- Episode no.: Series 4 Episode 3
- Written by: Ben Elton, Richard Curtis
- Original air date: 12 October 1989

Guest appearance
- Gabrielle Glaister

Episode chronology
| ← Previous "Corporal Punishment" | Next → "Private Plane" |

= Major Star =

"Major Star", or "Plan C: Major Star", is the third episode of Blackadder Goes Forth, the fourth series of the BBC sitcom Blackadder. It originally aired on 12 October 1989.

The episode was brought to the stage in 2012 by theatre companies including the Chelmsford Theatre Workshop.

==Plot==
Blackadder is feeling bored, so George suggests a Charlie Chaplin film to cheer him up, but Blackadder declines, citing his hatred of Chaplin. Baldrick gets a newspaper reporting that the Russian Revolution has started and the Russians have pulled out of the war as a result. George is initially delighted, until Blackadder reminds him that the Russians were their allies, and Blackadder is dismayed, since it will mean "three-quarters of a million Germans leaving the Russian Front and coming over here with the express purpose of using my nipples for target practice!" Blackadder decides to desert but is stopped when General Melchett arrives in the trench as he ironically needs Blackadder to help him shoot some deserters. Melchett, reminding Blackadder of the French army mutinies the previous year, and the recent Russian uprising, is determined to prevent the same thing happening in the British Army. To prevent an uprising, he asks Captain Blackadder to organise a cabaret to boost the men's morale, something that Blackadder eagerly accepts when a possible tour is mentioned (which would allow him to leave the trenches). Melchett also asks his driver, Corporal "Bob" Parkhurst, to aid Blackadder. Blackadder immediately notices that "Bob" is a woman in disguise, something of which Melchett remains entirely unaware; however, Bob persuades Blackadder not to reveal the truth.

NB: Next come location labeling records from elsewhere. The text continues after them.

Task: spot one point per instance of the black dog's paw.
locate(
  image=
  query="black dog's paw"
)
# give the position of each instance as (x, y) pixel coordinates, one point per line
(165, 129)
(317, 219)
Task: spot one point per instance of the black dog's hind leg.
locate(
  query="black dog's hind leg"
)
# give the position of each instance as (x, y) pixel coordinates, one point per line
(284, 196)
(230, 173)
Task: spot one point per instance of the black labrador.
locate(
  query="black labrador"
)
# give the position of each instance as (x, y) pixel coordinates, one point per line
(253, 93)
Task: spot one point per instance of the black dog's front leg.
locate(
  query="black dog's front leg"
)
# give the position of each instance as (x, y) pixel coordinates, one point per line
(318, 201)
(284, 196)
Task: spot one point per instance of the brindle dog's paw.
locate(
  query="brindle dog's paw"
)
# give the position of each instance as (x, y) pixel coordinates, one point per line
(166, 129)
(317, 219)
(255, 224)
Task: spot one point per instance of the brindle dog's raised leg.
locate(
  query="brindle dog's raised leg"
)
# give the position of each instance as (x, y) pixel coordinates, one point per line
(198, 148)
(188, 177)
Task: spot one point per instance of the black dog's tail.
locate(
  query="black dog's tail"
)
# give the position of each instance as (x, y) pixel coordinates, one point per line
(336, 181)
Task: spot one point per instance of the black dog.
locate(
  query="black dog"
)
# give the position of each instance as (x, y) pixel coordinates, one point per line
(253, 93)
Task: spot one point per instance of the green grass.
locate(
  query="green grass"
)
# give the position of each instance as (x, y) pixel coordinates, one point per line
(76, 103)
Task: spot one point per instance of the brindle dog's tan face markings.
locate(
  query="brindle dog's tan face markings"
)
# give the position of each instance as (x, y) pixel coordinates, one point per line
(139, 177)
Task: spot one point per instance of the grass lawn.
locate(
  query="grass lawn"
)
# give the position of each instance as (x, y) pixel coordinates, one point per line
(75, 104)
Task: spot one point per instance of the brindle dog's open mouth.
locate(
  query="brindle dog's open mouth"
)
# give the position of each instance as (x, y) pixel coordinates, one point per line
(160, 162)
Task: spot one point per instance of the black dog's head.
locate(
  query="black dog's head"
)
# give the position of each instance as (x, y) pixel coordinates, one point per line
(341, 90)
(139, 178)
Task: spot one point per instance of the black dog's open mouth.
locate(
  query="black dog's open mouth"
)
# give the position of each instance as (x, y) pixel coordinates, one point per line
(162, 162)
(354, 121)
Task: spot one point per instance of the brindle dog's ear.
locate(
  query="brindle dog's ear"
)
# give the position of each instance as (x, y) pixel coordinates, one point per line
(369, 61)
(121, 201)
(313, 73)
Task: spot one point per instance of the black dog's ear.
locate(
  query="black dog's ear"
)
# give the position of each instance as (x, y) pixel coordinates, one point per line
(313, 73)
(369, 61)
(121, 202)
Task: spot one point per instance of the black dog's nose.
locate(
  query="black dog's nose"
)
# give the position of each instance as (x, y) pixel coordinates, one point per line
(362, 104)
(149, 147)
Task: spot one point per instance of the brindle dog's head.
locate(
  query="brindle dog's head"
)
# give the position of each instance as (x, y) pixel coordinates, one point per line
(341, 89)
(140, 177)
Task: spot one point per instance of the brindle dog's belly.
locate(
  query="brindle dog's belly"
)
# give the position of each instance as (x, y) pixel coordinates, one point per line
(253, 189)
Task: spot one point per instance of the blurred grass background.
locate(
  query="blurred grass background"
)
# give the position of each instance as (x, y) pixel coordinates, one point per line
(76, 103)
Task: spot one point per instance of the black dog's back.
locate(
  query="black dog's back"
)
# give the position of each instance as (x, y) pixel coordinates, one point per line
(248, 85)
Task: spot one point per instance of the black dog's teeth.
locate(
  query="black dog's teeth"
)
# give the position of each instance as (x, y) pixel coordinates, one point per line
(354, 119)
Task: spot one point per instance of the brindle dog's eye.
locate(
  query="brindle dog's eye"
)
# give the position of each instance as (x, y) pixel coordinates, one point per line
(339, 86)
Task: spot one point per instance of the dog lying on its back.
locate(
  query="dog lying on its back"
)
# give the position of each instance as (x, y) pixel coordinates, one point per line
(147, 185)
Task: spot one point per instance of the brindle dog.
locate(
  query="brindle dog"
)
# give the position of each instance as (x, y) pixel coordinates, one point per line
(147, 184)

The show, which features Baldrick's Charlie Chaplin impression (featuring a dead slug called Graham as Baldrick's "moustache"), which Melchett thinks is a slug-balancing act, and Lieutenant George's drag act, "Gorgeous Georgina", is a success on its first night, but unfortunately Melchett falls in love with "Georgina", takes her to the Regimental Ball, and proposes to her, even nicknaming her "Chipmunk", much to the shock of Blackadder. Worst of all, George accepts because he feared he may have been court-martialled for disobeying a superior officer, which prompts Blackadder to sarcastically respond that, on the other hand, he will "receive the Victoria Cross" when Melchett "lifts up [his] frock on the wedding night and finds himself looking at the last turkey in the shop".

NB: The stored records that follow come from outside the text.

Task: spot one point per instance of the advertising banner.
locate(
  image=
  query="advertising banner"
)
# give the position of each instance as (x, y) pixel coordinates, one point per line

Blackadder is called to Melchett's office, and it is revealed the marriage is to take place that Saturday and that Melchett wants him to be his best man. Consequently, Blackadder informs Melchett that there is something wrong with Georgina. At first Melchett is worried she may be Welsh, but Blackadder then informs him of Georgina's "death" from stepping on a cluster of landmines. Melchett is distraught and mourns deeply for his "perfect woman", but seconds later, he recovers by saying "Oh well. Can't be helped. Can't be helped". He then refuses to continue the show, claiming that Georgina was "the only good thing about it", but Blackadder says he has already found a new leading lady. These words place Blackadder in "the stickiest situation since Sticky the stick insect got stuck on a sticky bun".

George's suggestions as to who to replace him as leading lady are rejected by Blackadder as being "too short", "too old" or "too dead". Baldrick offers to take up the role, but Blackadder quickly dismisses the idea (in truth, Baldrick's plan was to marry Melchett and be a Trojan Horse – or "frozen horse" as he refers to it as – to bring down the aristocracy "from within"). He then realises he has had a leading lady in his presence all the time and replaces George with Bob. In spite of Bob's more convincing and better received "drag" act, and Baldrick's now seemingly "feeble impression of Buster Keaton", Melchett proclaims the second night's show a "disaster", recognising Bob and still not realising she is a woman, and immediately stops any possibility of a tour (and Blackadder leaving). He instead declares that with the arrival of the Americans into the war, morale will be boosted by "endless showings of Charlie Chaplin films" (with Blackadder as projectionist at a personal request from Chaplin himself, much to his annoyance). Captain Darling revels in Melchett's displeasure with Blackadder, causing Blackadder to offer him a "liquorice allsort" (Baldrick's slug), which he accepts.